Six Sigma Alarm Management

By Brent J. Thomas

Monsanto’s plant in Soda Springs, Idaho, produces elemental phosphorus, or P4.  Most of the P4 is sent to other Monsanto facilities in Luling, La., and Camacari, Brazil, to make PCL3, the primary ingredient for Roundup herbicide. The remainder ends up in a variety of products including foods, cleaners, water treatment, flat-panel televisions, oral care products, paints and coatings, and pharmaceuticals. Specific applications of Soda Springs elemental phosphorus include the manufacture of Skydrol hydraulic fluids for aircraft, Phos-Chek fire retardant for fighting forest fires and Dequest water purifier.

The Process

The process of manufacturing elemental phosphorus begins with mining the phosphate ore from the Rasmussen Valley mine thirty miles north of Soda Springs. The ore is trucked to the site on Monsanto’s private highway and stockpiled.

The ore is fed to a rotary kiln, much like a cement kiln, 325 ft long and 16 ft in diameter, rotating at about 3.5 rpm.  Organic material is burned out of the ore, and nodules are formed.  The nodules are then mixed in batches with quartzite and coke and fed to one of three electric arc furnaces.  The three furnaces combined consume approximately 150 megawatts of electricity. The phosphorus leaves the furnaces as an off-gas and is condensed for shipment.

The Situation in Soda Springs

The furnace process at Soda Springs is a dynamic one that requires sophisticated controls. Monsanto began using Fisher’s PRoVOX distributed control system (DCS) in the early 1980s. By about 1996, Fisher had become Emerson, and development of the DeltaV control system had begun. 

Figure 1. A PB4Y fire bomber drops Phos-Check on a brush fire.
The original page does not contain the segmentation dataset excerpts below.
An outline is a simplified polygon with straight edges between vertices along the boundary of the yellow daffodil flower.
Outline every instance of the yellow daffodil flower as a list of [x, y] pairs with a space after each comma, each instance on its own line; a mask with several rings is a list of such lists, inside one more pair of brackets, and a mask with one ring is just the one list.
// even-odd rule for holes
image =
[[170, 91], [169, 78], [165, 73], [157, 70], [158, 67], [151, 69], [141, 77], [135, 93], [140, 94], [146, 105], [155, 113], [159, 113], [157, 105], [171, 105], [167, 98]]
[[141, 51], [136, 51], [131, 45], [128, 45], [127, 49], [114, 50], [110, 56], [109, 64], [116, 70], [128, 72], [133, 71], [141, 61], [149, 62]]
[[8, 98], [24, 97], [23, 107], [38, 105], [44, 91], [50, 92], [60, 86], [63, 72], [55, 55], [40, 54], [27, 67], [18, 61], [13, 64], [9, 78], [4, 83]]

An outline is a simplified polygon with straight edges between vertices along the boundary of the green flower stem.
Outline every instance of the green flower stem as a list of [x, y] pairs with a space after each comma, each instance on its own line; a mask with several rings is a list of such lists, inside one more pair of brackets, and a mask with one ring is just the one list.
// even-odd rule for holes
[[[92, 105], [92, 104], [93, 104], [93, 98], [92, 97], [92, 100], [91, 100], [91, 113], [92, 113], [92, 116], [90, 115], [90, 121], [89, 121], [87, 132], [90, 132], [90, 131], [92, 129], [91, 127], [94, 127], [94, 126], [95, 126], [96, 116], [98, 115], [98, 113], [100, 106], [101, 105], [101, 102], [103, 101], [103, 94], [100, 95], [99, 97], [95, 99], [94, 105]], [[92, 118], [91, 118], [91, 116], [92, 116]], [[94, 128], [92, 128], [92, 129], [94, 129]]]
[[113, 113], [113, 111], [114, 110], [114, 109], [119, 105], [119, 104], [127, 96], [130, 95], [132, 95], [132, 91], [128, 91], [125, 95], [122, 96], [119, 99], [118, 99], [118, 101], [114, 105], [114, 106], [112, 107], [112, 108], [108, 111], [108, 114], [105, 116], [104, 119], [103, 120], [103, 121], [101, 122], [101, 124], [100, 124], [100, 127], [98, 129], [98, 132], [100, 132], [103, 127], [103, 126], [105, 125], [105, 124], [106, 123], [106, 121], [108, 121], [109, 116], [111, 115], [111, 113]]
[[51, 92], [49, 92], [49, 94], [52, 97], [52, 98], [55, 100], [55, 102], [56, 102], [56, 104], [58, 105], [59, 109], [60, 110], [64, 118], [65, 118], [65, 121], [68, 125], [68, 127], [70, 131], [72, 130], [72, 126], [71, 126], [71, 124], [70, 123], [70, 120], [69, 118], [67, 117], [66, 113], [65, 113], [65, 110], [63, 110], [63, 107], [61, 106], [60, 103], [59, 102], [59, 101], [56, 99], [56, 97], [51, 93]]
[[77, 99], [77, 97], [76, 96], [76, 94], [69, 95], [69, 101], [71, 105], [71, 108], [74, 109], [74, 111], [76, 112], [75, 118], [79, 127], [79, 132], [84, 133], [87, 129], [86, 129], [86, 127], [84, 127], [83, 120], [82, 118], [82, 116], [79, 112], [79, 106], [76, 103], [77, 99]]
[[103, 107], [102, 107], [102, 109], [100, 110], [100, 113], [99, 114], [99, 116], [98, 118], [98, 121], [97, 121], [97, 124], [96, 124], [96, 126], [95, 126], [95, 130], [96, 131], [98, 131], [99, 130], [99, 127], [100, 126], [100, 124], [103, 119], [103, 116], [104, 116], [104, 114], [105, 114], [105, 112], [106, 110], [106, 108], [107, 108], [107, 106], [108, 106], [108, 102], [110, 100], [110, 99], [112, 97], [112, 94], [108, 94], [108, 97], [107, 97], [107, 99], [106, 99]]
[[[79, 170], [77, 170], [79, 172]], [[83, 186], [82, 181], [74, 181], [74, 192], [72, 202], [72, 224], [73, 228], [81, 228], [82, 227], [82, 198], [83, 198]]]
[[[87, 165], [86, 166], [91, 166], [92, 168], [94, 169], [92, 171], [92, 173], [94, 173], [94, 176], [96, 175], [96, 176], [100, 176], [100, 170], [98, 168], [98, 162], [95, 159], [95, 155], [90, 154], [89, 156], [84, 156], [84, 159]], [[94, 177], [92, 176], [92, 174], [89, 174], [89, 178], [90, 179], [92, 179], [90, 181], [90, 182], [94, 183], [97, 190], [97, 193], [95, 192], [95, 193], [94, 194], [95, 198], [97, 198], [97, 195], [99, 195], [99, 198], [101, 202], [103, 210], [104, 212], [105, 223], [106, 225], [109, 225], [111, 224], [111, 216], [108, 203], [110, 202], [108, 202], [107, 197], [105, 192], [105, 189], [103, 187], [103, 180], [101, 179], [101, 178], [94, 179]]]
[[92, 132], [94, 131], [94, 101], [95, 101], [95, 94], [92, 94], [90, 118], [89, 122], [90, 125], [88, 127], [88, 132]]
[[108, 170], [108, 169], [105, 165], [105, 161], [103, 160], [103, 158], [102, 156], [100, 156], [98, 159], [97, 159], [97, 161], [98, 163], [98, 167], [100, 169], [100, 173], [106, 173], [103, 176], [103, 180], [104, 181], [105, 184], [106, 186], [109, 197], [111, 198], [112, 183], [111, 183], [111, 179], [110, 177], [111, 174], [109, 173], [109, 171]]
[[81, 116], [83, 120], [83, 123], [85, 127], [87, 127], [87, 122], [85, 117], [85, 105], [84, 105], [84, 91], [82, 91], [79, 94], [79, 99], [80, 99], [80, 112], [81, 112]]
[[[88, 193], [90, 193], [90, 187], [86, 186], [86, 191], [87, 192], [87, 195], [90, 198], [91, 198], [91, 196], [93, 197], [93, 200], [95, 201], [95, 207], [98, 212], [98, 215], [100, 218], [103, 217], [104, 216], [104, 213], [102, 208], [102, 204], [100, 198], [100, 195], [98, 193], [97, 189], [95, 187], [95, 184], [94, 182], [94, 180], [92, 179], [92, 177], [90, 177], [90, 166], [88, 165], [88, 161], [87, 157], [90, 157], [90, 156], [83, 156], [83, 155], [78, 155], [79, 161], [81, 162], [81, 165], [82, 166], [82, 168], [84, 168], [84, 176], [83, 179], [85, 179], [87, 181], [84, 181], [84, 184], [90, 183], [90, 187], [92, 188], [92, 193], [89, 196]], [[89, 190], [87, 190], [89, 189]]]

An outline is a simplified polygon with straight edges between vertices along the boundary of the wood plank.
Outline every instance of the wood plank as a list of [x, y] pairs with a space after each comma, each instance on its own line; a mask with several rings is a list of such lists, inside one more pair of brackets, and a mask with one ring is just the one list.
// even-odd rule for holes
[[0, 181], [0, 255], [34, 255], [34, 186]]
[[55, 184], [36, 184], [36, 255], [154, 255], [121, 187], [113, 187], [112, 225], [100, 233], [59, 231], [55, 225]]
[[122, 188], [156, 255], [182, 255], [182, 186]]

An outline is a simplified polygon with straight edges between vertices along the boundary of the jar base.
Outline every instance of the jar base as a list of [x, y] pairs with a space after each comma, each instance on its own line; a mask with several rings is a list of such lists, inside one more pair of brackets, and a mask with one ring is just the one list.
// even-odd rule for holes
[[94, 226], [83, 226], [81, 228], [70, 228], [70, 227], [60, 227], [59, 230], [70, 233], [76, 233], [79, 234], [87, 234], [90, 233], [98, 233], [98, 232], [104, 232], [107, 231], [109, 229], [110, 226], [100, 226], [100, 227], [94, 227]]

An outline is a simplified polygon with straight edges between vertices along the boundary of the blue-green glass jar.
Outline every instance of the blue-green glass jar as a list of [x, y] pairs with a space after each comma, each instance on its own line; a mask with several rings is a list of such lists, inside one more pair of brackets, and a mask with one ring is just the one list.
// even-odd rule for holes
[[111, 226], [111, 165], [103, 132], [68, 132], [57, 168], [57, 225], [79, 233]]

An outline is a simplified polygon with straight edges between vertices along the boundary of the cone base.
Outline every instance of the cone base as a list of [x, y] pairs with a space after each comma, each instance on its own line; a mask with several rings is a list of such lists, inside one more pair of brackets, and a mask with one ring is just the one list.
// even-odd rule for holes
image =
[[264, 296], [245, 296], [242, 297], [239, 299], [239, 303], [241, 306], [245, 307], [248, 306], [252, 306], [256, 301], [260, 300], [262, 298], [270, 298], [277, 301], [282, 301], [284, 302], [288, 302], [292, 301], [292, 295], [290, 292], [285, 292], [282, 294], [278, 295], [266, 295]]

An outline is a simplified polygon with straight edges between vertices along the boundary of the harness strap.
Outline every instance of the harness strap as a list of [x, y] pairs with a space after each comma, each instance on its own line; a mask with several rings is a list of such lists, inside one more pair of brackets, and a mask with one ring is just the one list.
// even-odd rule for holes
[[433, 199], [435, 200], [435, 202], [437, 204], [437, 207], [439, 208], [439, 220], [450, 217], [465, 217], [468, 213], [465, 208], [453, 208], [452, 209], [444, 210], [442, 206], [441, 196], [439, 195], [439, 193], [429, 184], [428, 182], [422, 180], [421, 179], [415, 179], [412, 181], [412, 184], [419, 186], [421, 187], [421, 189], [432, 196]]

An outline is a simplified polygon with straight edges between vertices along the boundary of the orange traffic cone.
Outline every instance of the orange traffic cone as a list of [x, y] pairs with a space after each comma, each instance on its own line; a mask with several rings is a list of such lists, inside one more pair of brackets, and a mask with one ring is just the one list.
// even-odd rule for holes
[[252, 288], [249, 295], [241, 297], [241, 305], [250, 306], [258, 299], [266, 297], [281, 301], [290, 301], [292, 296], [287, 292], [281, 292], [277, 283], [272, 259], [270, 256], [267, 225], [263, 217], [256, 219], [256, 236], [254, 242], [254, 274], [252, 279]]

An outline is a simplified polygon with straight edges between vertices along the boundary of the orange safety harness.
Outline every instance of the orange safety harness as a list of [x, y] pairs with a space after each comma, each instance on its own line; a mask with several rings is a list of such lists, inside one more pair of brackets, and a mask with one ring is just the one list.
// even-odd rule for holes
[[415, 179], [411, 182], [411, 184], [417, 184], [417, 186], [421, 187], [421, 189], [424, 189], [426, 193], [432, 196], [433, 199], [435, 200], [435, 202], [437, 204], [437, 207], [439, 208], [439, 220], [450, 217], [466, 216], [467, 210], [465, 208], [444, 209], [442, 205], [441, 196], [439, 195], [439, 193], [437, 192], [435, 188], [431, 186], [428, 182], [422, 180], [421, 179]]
The bright red retardant fades in the sun and eventually decays into fertilizer.

Soda Springs is nearing the end of an eight--year project to convert its PRoVOX DCS to DeltaV. Both control systems provide sophisticated alarming capabilities which in many ways are far too easy to implement. Back when an alarm meant installing a sensor and cable, which cost significant dollars, we carefully evaluated the alarms according to need, and the number was kept to a minimum. With the advent of digital control systems alarms became easy and cheap (almost free). The result was gross overuse of the alarming capability, which caused as many problems as it solved.
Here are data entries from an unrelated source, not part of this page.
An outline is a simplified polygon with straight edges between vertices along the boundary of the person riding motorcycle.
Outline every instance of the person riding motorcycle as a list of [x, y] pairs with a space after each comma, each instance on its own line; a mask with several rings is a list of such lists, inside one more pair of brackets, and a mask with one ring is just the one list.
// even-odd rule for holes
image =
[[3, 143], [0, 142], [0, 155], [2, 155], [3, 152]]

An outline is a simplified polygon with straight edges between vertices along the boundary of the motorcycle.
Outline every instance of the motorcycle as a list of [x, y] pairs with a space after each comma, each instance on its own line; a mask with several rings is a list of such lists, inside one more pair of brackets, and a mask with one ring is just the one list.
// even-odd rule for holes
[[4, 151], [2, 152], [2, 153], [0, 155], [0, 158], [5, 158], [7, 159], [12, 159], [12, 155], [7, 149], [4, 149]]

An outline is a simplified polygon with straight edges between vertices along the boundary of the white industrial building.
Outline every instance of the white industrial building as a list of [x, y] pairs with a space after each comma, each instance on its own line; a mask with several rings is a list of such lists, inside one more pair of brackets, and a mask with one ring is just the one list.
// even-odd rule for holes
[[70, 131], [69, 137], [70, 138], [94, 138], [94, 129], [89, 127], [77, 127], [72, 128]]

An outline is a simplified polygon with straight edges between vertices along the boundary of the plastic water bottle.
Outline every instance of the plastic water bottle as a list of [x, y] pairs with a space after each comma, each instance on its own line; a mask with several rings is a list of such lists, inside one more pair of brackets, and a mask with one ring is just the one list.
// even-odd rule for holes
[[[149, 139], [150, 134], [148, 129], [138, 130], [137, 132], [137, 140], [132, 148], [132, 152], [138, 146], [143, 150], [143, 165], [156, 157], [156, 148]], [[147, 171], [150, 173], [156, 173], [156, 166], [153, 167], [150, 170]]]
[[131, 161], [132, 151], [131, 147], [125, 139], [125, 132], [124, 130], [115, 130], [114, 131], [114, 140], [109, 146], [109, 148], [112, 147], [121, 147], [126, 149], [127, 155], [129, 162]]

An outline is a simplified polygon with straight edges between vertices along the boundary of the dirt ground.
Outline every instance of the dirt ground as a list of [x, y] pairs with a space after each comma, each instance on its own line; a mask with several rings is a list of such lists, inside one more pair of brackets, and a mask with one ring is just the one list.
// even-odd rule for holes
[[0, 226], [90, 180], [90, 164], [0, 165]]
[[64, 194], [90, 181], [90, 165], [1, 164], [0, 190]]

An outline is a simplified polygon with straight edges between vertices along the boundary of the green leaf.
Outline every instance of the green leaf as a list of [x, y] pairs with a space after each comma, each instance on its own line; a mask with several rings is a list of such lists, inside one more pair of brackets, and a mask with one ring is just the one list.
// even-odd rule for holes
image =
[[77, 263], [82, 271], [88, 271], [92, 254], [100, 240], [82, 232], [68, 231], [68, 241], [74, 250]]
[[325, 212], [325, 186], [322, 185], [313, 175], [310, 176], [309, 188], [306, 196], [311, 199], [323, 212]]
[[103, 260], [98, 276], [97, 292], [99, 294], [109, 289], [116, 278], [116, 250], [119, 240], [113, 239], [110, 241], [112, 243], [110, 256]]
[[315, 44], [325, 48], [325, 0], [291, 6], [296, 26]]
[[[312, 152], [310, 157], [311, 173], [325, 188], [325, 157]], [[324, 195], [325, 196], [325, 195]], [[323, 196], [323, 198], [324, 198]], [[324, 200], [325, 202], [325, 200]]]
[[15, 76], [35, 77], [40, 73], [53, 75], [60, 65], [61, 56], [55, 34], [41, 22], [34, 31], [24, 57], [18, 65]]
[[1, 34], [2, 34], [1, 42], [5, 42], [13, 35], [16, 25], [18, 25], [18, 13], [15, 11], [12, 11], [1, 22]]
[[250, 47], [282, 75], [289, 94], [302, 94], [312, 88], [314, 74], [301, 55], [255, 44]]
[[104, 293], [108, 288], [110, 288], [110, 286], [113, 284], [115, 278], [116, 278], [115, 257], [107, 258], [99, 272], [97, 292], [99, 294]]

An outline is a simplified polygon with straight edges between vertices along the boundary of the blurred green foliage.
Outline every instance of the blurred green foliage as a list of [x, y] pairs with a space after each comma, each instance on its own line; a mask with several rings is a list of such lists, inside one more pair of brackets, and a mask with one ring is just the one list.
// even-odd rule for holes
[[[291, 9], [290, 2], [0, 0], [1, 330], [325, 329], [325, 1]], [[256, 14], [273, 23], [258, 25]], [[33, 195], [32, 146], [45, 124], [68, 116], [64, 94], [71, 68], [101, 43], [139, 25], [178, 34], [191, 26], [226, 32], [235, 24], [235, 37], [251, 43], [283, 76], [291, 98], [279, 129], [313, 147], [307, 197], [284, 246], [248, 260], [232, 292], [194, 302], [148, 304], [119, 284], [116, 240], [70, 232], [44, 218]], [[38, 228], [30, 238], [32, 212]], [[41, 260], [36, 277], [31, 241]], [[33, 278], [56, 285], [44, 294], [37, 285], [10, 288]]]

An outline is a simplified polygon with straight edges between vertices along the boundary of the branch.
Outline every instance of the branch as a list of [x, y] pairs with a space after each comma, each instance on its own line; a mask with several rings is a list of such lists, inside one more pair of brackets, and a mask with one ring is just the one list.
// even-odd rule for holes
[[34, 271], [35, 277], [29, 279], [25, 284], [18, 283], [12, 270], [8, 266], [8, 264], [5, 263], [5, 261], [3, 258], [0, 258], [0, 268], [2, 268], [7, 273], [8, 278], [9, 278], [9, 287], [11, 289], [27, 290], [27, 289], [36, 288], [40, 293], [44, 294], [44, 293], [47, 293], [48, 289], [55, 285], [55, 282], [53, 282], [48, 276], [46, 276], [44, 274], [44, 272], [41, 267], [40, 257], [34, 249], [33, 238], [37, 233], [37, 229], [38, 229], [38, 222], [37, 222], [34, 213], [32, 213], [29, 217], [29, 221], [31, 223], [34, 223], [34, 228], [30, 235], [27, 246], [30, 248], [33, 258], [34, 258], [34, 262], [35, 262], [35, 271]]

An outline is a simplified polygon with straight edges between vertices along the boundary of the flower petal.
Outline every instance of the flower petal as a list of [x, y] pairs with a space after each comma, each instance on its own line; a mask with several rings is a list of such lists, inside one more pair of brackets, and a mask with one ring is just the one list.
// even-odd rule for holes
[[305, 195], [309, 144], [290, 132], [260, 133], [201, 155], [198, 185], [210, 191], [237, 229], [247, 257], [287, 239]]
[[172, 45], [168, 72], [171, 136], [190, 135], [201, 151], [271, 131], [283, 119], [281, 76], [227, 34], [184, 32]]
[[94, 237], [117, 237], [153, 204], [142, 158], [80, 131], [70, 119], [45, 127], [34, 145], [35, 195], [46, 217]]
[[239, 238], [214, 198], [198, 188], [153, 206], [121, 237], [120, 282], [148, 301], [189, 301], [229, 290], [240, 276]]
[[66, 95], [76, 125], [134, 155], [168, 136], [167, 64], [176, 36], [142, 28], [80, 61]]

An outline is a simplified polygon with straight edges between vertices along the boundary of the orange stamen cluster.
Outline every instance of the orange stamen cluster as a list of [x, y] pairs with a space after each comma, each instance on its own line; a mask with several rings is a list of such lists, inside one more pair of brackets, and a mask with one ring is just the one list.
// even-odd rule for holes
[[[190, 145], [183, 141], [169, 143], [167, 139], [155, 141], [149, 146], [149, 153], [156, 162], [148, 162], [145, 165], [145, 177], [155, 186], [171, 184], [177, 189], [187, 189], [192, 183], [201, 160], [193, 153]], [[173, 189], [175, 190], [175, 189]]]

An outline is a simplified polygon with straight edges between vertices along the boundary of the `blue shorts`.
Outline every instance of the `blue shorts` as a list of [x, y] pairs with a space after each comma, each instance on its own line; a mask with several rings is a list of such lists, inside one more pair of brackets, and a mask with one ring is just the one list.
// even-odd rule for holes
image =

Monsanto began putting an emphasis on Six Sigma practices in 2001 and an emphasis on alarm management in 2002. Both corporate and local teams were formed to assess the state of the alarm systems within Monsanto and define a path forward to develop an effective, efficient alarm methodology and system. The local team decided to apply the new methodology to one furnace first to get a feel for what we were up against. This furnace was due for conversion to DeltaV and presented some opportunities for improvement.

Where Do We Go From Here?

How to analyze the present state and how to improve the situation were the biggest questions. The answer to both was the DMAIC (Define, Measure, Analyze, Improve, Control) methodology model of the Six Sigma process. After two years of work. Monsanto arrived at a firm alarm philosophy and had corporate-wide standards for analysis, improvement and key performance indicators (KPIs).

The first step in the analysis was to ask, just what is an alarm system and what should it look like?
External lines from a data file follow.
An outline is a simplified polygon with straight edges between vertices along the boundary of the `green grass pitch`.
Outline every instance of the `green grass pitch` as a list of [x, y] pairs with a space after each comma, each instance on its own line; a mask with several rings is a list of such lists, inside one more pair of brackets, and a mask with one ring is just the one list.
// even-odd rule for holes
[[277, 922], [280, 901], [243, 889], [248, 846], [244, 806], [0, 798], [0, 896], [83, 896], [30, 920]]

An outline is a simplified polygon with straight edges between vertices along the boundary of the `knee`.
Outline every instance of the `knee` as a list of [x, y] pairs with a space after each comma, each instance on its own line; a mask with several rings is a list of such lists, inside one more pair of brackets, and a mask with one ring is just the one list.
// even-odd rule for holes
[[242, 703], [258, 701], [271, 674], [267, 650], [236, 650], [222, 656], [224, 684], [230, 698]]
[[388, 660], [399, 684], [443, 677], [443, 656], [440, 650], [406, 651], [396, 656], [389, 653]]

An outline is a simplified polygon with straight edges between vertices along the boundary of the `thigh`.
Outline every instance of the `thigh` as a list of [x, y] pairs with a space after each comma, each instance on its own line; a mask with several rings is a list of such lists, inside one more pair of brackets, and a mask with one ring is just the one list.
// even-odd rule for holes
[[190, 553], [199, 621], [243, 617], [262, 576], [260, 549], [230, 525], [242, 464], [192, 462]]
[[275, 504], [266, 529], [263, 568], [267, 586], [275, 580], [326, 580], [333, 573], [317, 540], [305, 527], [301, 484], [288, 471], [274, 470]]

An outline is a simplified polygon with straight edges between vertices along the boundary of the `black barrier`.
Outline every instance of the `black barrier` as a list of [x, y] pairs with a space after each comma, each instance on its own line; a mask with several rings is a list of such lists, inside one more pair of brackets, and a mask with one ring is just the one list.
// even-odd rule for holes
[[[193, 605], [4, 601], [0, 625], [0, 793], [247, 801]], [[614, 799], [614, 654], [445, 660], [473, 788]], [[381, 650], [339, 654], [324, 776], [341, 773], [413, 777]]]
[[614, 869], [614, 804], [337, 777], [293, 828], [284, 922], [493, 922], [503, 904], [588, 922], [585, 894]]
Figure2. Typical control room alarm boundaries and appropriate d operator responses.

The purpose of an alarm system is to alert the operator of conditions that require attention. The ideal, of course, is to stay in the green target operation area, but this would require an unrealistically stable process—one that wouldn’t need a DCS.  The next best thing is to stay within the yellow area, which leaves the operator free to optimize operations. This also requires a mostly stable process that can be completely controlled by the DCS alone. Unfortunately, our furnace processes are extremely dynamic, and operator intervention is a fact of life.  However, we can minimize operator workload by controlling the number of total alarms by eliminating those that are not necessary.

Problem Statement(s)

Our alarm problems came down to these:

1. Too many alarms. Alarms that don’t mean anything desensitize operators to the ones that do.
2. Too many alarms at once. Alarm floods allow for no reaction time.
3. Too many alarms had no defined response. Operators sometimes had no way to react to an alarm.
4. Poor alarming practices can cause incidents. (See Three Mile Island and Chernobyl).

We used the Six Sigma cause-and-effect fishbone diagram to investigate the possible causes of our alarm problems. We found that while we did a good job of selecting and maintaining instrumentation, our methods were the root cause of the alarm system state—we had no philosophy or guidelines for configuring alarms.

Solution

At this point, we applied the Six Sigma DMAIC system to the problem. First we developed an alarm management philosophy and selected alarm metrics (the Define phase). Then we assessed the present alarm system (Measure/Analyze phases). We reduced the number of nuisance alarms (Analyze /Improve phases). We rationalized alarms by need and priority (Improve phase). Then we developed an alarm configuration database (Improve – Control phases). Finally, we will implement knowledge-based alarming where appropriate.